[compiler-rt] [TSan] Fix potentially problematic shadow end calculations (PR #144648)
Kunqiu Chen via llvm-commits
llvm-commits at lists.llvm.org
Sat Jun 21 06:51:56 PDT 2025
https://github.com/Camsyn updated https://github.com/llvm/llvm-project/pull/144648
>From 49f9872d3fa7b476bc55386b3340322d66f90d7d Mon Sep 17 00:00:00 2001
From: Camsyn <camsyn at foxmail.com>
Date: Tue, 17 Jun 2025 15:33:15 +0800
Subject: [PATCH 1/6] [TSan] Fix potentially problematic shadow end
calculations
This is an improvement that enhances the robustness of the code.
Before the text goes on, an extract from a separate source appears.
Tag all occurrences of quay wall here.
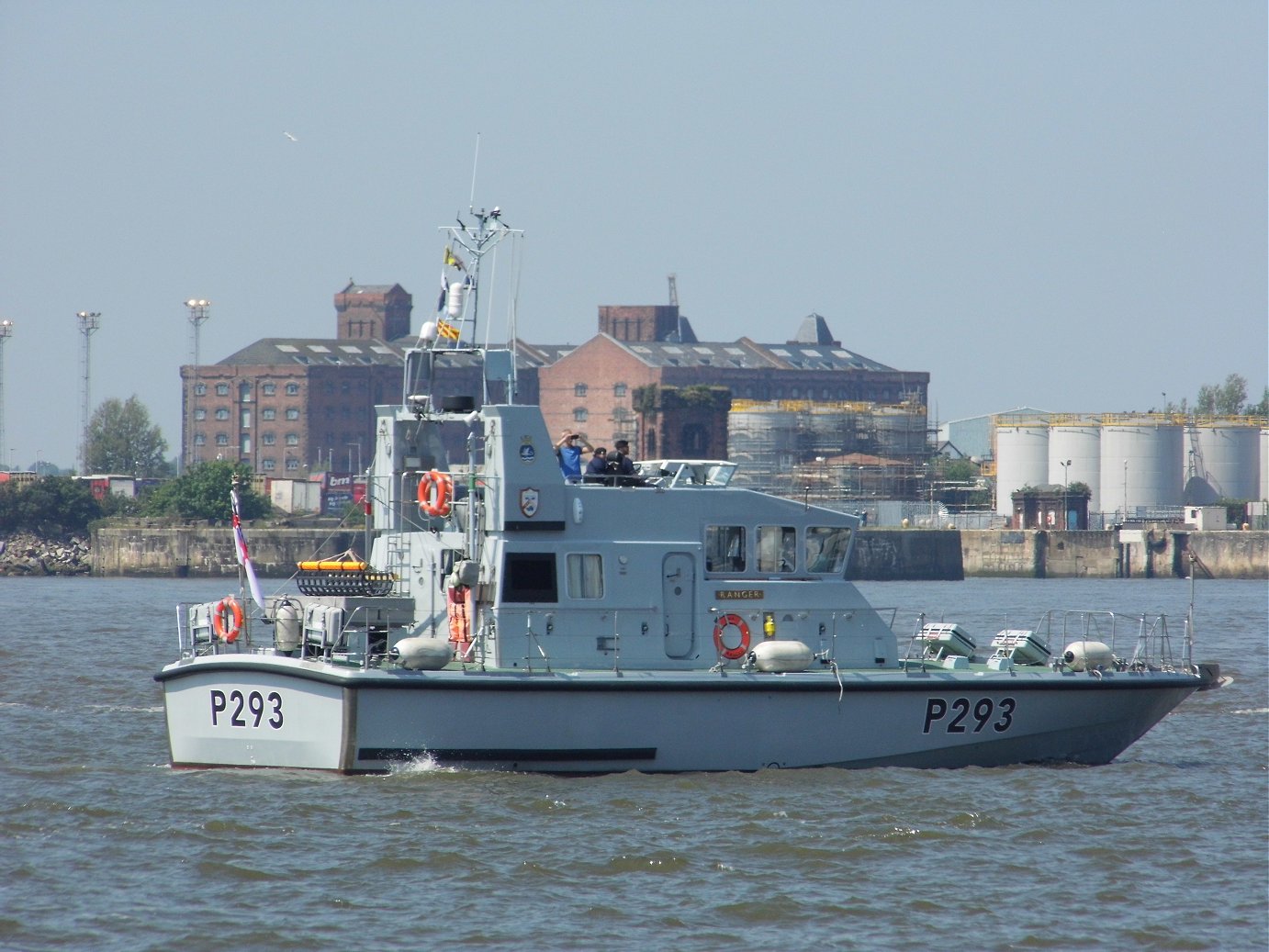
[79,523,1269,581]
[960,523,1269,578]
[92,524,365,578]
Previously, the correct calculation of exclusive EndShadow relied on the
assumption that `addr_end % kShadowCell == 0`; however, in many current
usages, this assumption was not strictly guaranteed (although it did in
fact meet).
In addition, computing EndShadow does not require the corresponding
address to be AppMem; for example, HighAppEnd is not AppMem, but can
still be used to calculate EndShadow.
For example, for the AppMem range [0, 1), `s = MemToShadow(0)` is equal
to `MemToShadow(1)`. The previous logic would incorrectly deduce an
empty shadow range [s, s) while the correct shadow range should be
[s, s + kShadowSize * kShadowCnt) to cover all the related shadow memory
for the accessed cell.
This commit addresses this in two ways:
1. It introduces a dedicated utility function, i.e., `MemToEndShadow`,
to correctly calculate the end of a shadow memory range, accounting
for the memory cell granularity.
2. It replaces existing (and potentially incorrect) calculations of the
shadow end with this new utility function.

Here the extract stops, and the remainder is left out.